Some years later the customer was placed into liquidation and the issue emerged. The lender suffered a substantial loss and sought to recover this from the solicitor.
The issue before the court, therefore, is as summarised so neatly in the opening line of the judgment – does the solicitor owe a duty of care to a lender when they have no contractual relationship with each other?
The court’s judgment
Lord Wilson (with whom the remainder of the court agreed) recognises that the email upon which the entire claim founds was “on any view… extraordinary”. It was almost entirely inaccurate. However, the court also recognises that the lender made no attempt to check the accuracy of the statements in the email against their own records, and simply proceeded to follow the requests in the email.
Against that background, the court reviewed the law in this area, beginning with the Hedley Byrne case of 1964 and taking us on a journey right up to the present day. Having done so, the court identified the legal principle as being that a solicitor may only be found liable for a misrepresentation to a third party if they have assumed responsibility for the representation towards the party who suffered the loss. Ordinarily a solicitor has no duty to the opposite party to a transaction and so the question in this case was whether the circumstances were such as to take this case out of the ordinary.
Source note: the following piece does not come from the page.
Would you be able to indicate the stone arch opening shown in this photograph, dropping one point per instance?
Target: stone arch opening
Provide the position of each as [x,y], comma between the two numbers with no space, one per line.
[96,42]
The court reviewed a number of authorities and concluded that a solicitor will not assume responsibility towards the opposite party unless it was reasonable for the latter to have relied upon what the solicitor said and unless the solicitor should reasonably have foreseen that he would do so. In a case where, for example, the solicitor had given the other side an undertaking of some description and then acted contrary to that undertaking, it would be reasonable to assume that responsibility was being taken. In this case however, that was not the position.
The decision
The court overruled the Inner House and held in favour of the solicitor. In this case, the lender must have known the true terms of the agreement as they would have been instrumental in proposing them. It would have been straightforward for the lender to have checked the terms of the email against their own records. In those circumstances it was not reasonable for them to rely upon the representation. Nor was it reasonably foreseeable to the solicitor that the lender would rely upon the statements to the extent that they did – these were facts within the lender’s knowledge which could and should have been readily verified and seen to be wrong.
Conclusions
It is not uncommon for unrepresented lenders to deal with the other side’s solicitors in a transaction such as this. In doing so, it can be very easy to overlook the fact that the solicitor has very little by way of duties towards the lender.
This case is a salutary lesson to lenders to ensure that they have procedures in place for checking communications from solicitors against their own records and satisfying themselves that they should proceed as they are being asked to. It is rare for a solicitor to make an error such as was made here, but it is important to note that when it does happen there may be no recourse for the lender.